Sam Mendes' Spectre tries earnestly to be a romp, I'll give it that. It's at least a welcome tonal shift from its gloomier yet ultimately slicker predecessor. But I'm not here to review Spectre (Bob took care of that), though I think my feelings on it are about to become evident.
Let's get something out of the way first. We've all seen Batman Begins. It is a fine movie, I personally love it. But without question it's changed franchise filmmaking for the worse. In setting such an exemplary blueprint for revitalizing dying brands, Hollywood has rained similar treatment down upon every property from your childhood ever. But how familiar is too familiar? And can said blueprint be adhered to a little too closely?
You bet your ass. And this isn't even the first time this device has been rehashed in a franchise in the last decade. In terms anyone who's taken the SAT understands:
Narratively speaking, Ra's al Ghul (Batman Begins, 2005) is to Talia al Ghul (The Dark Knight Rises, 2012) is to Khan Noonen Signh (Star Trek Into Darkness, 2013) is to Ernst Stavro Blofeld (Spectre, 2015).
I'm writing of course about the wildly popular trope of obfuscating an established villain's identity in a reboot. Let's just call it "Ra'sing," wherein some form of Liam Neeson, Marion Cotillard, or Benedict Cumberbatch reveals to Christian Bale/Chris Pine that they've been some form of Ken Watanabe, still just Marion Cotillard, or Ricardo Montalban all along!
Ra'sing worked in Begins because Jonathan Nolan and David Goyer's script did backflips in restructuring the Batman mythos for film. No longer is Batman trained by some obscure mountain man named Henri Ducard as in the comics. Merging the Ducard and al Ghul characters both circumvented legit fans' expectations and led to a neat reveal that invigorated Begins' final act. But that's all it was: neat. And while not the inventor per se, Begins popularized two narrative devices that Spectre apes with reckless abandon:
- The hero's backstory is inextricably linked with that of the villain's.
- Said villain is going to pretend to be someone else for two thirds of the movie. Because reasons.
That second one is the real bullshit. That Christoph Waltz's Franz Oberhauser is ultimately revealed as Blofeld in Spectre is hardly a surprise. (If you're new to the series you can educate yourself on the Bond villain and where he fits into the earlier films here). Spectre tying Bond and Blofeld's origins together (like that of Batman and Ra's al Ghul's in Begins) only adds to the prevailing hokiness of the film's late-stage meltdown. But let's go one step further and confront Spectre's simplest, most-glaring idiocy:
Who the hell cares if the Franz Oberhauser in Spectre is Blofeld?
And I'm not talking about you or I. There are Bond fans who know the history and care, that's fine. No, I'm talking about the actual characters in this goddamn movie. Who seriously cares if Franz Oberhauser changes his name to Blofeld in this movie called Spectre? They don't. And that's a problem.

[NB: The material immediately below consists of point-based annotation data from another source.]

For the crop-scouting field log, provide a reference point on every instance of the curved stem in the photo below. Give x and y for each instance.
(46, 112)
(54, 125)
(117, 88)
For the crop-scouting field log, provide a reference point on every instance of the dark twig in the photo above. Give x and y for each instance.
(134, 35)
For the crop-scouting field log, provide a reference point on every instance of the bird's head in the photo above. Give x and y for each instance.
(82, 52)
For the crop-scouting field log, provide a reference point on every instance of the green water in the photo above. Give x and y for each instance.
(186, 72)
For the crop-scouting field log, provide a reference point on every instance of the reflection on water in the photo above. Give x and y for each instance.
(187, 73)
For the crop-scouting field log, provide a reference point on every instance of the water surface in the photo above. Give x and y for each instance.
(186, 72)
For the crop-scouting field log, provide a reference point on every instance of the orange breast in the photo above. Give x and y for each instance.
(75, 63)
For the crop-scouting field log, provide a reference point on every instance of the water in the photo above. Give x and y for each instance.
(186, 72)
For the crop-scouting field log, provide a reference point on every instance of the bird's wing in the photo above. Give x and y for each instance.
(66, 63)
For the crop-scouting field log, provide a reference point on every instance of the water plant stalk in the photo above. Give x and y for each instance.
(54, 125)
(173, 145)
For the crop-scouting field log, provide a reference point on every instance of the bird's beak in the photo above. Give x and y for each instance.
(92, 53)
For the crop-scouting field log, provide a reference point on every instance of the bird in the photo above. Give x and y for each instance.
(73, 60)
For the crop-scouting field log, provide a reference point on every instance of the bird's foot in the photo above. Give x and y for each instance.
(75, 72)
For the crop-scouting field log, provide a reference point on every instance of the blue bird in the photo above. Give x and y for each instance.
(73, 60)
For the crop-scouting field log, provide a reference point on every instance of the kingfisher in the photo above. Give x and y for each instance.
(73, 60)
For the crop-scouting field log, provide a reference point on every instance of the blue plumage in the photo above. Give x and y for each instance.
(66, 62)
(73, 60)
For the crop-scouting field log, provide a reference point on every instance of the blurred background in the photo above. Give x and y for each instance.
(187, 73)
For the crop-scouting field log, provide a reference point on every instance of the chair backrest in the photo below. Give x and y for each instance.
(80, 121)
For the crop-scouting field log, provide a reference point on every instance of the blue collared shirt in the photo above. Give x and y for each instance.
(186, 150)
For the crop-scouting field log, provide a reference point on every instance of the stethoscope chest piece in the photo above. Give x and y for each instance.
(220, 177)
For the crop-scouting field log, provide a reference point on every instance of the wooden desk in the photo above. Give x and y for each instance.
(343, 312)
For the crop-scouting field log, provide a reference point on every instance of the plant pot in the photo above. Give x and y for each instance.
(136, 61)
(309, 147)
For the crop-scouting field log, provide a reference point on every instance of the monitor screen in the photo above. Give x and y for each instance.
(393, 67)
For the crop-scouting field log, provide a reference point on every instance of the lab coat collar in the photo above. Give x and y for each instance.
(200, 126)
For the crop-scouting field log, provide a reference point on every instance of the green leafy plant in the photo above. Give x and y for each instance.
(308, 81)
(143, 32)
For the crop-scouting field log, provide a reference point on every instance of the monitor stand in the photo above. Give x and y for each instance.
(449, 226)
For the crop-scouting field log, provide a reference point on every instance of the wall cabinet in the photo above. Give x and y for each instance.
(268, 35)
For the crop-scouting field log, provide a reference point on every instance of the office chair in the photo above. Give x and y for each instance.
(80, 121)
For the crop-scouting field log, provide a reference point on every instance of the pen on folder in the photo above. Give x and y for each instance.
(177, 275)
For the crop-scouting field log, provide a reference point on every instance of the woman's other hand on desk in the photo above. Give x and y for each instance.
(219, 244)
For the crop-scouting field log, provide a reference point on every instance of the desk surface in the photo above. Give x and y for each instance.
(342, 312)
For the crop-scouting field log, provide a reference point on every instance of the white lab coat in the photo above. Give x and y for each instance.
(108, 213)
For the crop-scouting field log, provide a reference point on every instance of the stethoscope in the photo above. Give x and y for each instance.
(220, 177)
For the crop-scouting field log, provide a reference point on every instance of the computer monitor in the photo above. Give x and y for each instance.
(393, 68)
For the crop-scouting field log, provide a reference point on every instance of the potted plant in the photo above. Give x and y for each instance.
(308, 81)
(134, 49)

I have no issue with the Bond films dusting off old characters. More the merrier. But when a pivotal moment of the film is rendered meaningless because it exists solely to "surprise" fans, not because it serves some significance to the people on screen, that moment flat out sucks. The name "Blofeld" might as well be a random sequence of letters to this James Bond, so why should it mean anything as it relates to Spectre? Why is it treated with bombastic score and close-up of Waltz's mugging face? It only works if the foundation has been laid. And in Spectre it hasn't. Not even close.
Just a thought, but what's the harm of calling these characters by their actual names? Why can't characters from separate ideologies, who've never met in the past, meet and battle it out all the while going by their real names? Why can't a guy named Bond have a fight with a guy named Blofeld and not have it mucked up by bullshit backstory and familial silliness? The narrative switcheroo has become so prolific that some loons are already positing Ben Affleck's Batman is a red herring for Christian Bale's return in Batman v. Superman.
The argument can be made that this is all the internet's fault, and it probably is to some extent. Filmmakers now purposefully muddy the inclusion of characters like Khan or Blofeld as a way of swerving blogs and trades from a film's true nature. As if we're supposed to be grateful for these odd trojan horses that make no damn sense in the final product. This movie is called Spectre, and the Blofeld character is synonymous with everything that name means to this franchise. No one was fooled here, and the inclusion of such parlor tricks feels tedious and deflating in 2015.